As you might know, we have been trying out a 10 GbE iSCSI connection to our JackRabbit server. We will be writing up a white paper about this later on.
The issue I keep running into was not having a real benchmark test. Most of the benchmark tests we have seen have been, well, completely artificial, in that end user work loads aren’t anything like that. We want to try to test end user work loads whenever possible. IOzone is a code that basically spends most of its time in cache memory, unless you go out and change the code (which I did). The issue is that their code has a bunch of 2GB limits courtesy of int data types. This makes it hard to test modern IO systems such as JackRabbit, which hit the high end performance/size limits of IOzone very quickly.
The user in this case, told us their workload.
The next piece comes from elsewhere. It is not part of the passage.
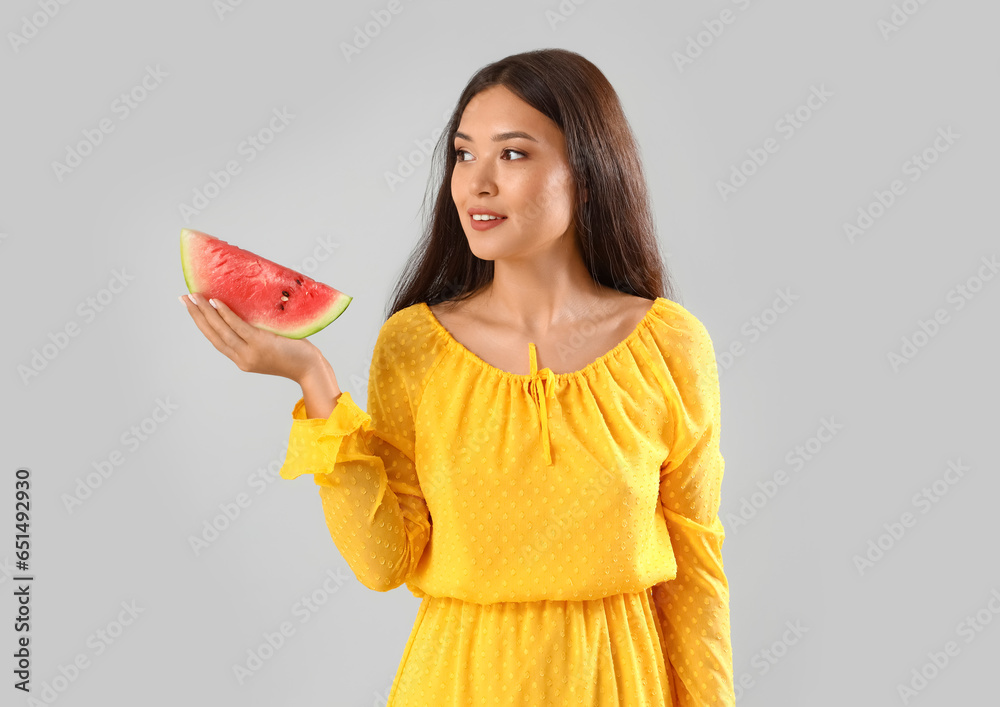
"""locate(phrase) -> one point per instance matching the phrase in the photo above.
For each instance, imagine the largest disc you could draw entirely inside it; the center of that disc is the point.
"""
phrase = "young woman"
(539, 460)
So we crafted a benchmark to see what happens. This is an MPI code, and is fairly easy to make work.
Here is what happened when we built and ran the code:
[root@pegasus-a io-bm]# make -f Makefile.io-bm
mpicc -c -g io-bm.c
mpicc -g -g -o io-bm.exe io-bm.o -lm
[root@pegasus-a io-bm]# mpirun -np 4 ./io-bm.exe -n 10 -f /big/test -w
[tid=0] each thread will output 2.500 gigabytes
[tid=0] using buffered IO
[tid=0] page size ... 4096 bytes
[tid=0] number of elements per buffer ... 2097152
[tid=0] number of buffers per file ... 160
[tid=0] Allocating memory ... 16777216 bytes
[tid=0] Done allocating memory
[tid=0] storing random numbers ...
[tid=2] each thread will output 2.500 gigabytes
[tid=2] using buffered IO
[tid=3] file open for file=/big/test.3 is complete
Thread=1: time = 19.746s IO bandwidth = 129.647 MB/s
Thread=0: time = 19.950s IO bandwidth = 128.323 MB/s
Thread=2: time = 19.746s IO bandwidth = 129.646 MB/s
Thread=3: time = 20.181s IO bandwidth = 126.853 MB/s
Naive linear bandwidth summation = 514.468 MB/s
More precise calculation of Bandwidth = 507.410 MB/s
This is interesting. All the reading I have done online suggests that most people are having trouble breaking 30 MB/s for their iSCSI arrays. I have seen iSER and SRP numbers that (to nullio, e.g. not a real backing store file system), they get 900 MB/s for Infiniband. So I am not displeased by these numbers, as they are going to real disk.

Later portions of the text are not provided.